May 22, 2022

Ethanol producer turns greenhouse gas into a gain

PORTLAND, Ind. — POET Bioprocessing has found a way to take a maligned greenhouse gas and recycle it into a usable product.

The process to turn plant-based carbon dioxide into a product that has a wide range of everyday uses, from adding carbonation to drinks to keeping foods frozen and treating municipal drinking water, is the latest sustainability effort of POET Bioprocessing.

“They made the decision to add this technology on top of the technology for bioethanol at Portland and we completed construction in January.

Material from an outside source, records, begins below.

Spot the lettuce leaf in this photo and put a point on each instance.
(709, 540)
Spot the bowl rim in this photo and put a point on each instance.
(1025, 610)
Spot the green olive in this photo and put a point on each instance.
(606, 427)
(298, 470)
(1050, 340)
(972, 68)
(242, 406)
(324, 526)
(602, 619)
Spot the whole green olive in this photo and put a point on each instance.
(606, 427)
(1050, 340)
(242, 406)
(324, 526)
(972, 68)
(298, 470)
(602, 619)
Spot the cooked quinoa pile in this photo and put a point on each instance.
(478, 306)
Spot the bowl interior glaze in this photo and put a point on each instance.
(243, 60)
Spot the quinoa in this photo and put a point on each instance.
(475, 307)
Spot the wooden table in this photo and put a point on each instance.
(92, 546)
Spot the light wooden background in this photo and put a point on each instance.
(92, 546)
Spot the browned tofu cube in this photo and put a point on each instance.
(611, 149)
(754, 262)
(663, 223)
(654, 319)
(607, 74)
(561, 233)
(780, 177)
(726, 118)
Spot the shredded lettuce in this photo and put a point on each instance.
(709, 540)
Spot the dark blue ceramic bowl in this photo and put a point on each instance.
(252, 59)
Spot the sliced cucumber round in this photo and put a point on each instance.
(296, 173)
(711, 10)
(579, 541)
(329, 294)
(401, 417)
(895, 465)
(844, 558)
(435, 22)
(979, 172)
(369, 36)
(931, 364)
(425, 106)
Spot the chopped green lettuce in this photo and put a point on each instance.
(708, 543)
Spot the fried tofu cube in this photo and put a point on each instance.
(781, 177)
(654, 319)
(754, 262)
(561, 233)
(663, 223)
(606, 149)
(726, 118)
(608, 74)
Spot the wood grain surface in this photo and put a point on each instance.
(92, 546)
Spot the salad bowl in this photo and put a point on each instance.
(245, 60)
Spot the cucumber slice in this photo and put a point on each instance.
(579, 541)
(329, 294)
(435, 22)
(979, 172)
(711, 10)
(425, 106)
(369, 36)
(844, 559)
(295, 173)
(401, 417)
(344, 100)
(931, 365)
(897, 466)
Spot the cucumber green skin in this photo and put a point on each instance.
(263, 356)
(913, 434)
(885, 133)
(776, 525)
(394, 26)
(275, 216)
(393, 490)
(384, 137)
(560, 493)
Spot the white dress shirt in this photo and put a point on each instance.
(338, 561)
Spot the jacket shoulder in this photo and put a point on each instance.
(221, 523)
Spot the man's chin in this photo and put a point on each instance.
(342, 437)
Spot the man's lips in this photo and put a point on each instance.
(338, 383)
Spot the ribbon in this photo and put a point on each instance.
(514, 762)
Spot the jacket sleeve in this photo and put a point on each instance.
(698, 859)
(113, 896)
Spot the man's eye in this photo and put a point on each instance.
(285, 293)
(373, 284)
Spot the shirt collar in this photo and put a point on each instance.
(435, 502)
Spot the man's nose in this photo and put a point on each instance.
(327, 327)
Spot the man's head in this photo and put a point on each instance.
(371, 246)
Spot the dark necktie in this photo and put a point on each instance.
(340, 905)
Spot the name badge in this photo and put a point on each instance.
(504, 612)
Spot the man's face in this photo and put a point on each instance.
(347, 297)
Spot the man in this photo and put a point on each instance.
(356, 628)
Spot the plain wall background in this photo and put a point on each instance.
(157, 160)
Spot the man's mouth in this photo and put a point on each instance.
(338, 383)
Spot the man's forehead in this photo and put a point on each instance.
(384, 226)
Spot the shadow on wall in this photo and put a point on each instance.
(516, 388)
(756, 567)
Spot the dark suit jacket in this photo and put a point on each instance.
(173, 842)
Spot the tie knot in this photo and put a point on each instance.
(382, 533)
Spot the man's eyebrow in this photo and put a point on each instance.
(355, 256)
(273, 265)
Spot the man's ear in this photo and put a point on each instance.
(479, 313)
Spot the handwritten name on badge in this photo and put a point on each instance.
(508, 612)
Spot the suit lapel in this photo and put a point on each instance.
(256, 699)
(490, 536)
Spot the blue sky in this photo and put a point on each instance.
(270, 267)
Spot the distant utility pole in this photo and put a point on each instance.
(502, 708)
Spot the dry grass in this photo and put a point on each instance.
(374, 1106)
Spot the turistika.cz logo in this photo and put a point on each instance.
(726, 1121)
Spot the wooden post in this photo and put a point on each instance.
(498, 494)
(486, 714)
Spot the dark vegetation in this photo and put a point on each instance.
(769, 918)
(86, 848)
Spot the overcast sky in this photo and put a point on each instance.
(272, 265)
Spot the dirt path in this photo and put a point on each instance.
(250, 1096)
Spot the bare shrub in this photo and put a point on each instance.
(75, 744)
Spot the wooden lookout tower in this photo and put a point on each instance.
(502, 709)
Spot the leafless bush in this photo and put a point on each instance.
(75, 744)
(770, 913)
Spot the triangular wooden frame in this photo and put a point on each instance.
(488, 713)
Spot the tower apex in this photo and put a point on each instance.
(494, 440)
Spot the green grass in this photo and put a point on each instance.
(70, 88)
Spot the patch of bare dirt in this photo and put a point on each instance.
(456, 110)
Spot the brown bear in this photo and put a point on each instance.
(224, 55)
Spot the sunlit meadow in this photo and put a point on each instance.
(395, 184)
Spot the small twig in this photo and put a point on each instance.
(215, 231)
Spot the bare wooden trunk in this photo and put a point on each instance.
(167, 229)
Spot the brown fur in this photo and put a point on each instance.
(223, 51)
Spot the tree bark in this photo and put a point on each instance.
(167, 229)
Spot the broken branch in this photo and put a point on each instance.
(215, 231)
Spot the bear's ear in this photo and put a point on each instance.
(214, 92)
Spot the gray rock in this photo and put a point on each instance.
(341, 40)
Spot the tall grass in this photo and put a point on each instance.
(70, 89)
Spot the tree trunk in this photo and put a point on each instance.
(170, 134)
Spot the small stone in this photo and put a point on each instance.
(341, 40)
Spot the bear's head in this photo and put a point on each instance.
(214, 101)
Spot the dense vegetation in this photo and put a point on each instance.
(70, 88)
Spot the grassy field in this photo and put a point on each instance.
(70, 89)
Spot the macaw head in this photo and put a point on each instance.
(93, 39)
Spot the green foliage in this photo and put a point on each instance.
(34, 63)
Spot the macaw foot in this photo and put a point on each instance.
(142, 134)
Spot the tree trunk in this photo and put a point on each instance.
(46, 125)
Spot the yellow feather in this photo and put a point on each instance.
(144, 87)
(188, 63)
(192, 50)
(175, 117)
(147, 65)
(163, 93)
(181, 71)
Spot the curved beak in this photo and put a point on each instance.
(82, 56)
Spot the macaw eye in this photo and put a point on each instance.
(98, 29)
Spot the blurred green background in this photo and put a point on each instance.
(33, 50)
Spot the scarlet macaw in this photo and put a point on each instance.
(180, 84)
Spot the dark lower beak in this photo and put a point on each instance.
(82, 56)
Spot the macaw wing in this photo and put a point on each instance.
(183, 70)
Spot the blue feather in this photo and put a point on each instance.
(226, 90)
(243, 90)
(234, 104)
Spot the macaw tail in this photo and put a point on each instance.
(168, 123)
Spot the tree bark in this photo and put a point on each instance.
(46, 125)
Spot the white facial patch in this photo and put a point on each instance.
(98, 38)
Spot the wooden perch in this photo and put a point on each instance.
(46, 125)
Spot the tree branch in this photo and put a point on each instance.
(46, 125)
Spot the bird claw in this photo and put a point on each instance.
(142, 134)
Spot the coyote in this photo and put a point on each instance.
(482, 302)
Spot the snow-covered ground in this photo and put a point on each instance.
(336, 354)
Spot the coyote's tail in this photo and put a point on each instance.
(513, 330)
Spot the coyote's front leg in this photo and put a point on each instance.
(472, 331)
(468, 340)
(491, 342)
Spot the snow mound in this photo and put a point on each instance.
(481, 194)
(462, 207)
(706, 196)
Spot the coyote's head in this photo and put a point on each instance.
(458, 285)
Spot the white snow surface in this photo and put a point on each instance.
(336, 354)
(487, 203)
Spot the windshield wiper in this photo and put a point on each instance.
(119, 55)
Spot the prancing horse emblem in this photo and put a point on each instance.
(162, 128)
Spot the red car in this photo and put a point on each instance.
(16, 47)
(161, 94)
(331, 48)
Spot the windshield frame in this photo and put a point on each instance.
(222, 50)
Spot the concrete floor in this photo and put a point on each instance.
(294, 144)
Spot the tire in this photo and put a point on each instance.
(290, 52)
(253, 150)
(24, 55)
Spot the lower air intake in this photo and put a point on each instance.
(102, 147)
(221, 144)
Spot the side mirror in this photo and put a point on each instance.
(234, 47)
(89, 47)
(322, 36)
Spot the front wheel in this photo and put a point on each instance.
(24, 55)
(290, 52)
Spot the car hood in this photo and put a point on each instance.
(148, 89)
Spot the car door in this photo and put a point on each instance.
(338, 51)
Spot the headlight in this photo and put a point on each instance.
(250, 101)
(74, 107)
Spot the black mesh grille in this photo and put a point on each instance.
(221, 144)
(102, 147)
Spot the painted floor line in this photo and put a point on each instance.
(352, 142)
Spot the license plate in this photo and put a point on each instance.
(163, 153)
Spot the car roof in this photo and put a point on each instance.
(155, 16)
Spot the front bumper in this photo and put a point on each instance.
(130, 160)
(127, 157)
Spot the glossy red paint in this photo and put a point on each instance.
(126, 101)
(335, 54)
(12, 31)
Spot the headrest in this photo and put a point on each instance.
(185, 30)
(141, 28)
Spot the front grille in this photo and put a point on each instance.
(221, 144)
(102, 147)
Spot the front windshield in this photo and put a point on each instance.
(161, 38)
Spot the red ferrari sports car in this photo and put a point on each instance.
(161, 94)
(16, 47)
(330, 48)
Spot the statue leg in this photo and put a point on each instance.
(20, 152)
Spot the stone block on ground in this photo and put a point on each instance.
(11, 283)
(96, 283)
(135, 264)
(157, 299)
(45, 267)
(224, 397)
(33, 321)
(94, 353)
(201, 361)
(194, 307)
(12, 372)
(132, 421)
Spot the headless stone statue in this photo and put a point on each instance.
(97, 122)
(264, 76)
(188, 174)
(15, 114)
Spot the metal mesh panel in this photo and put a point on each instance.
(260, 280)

This allows us to capture renewable CO2 at our facility,” said Adam Homan, general manager of POET Bioprocessing at Portland.

The CO2 capture process takes place during the production of ethanol and dried distiller grains.

“Carbon dioxide is a natural byproduct of the ethanol process. In our fermentation process, we ferment the corn slurry into beer. That process gives off carbon dioxide,” Homan said.

POET researchers and engineers came up with a process to capture that plant-based CO2.

“We capture it, then we liquefy it, store it and transport as liquid CO2,” Homan said.

Homan said the list of customers for the additional ethanol byproduct spans the country and includes beverage carbonation, food processing, municipal water treatment and fire suppression.

For Homan, one of the exciting parts of the process is gaining another natural, plant-based product from the some 30 billion bushels of corn the plant processes into ethanol each year. POET Portland produces around 90 million gallons of ethanol every year.

“It is renewable CO2. It is a natural product of our bioethanol production process. Corn uses CO2 to grow. We bring the corn crop in. We process that and capture the CO2. That makes it renewable and plant based. The ability to get another piece, another product, out of that kernel of corn and to be able to use the entire kernel of corn and capture that carbon, while at the same time improving the environment, is very exciting,” Homan said.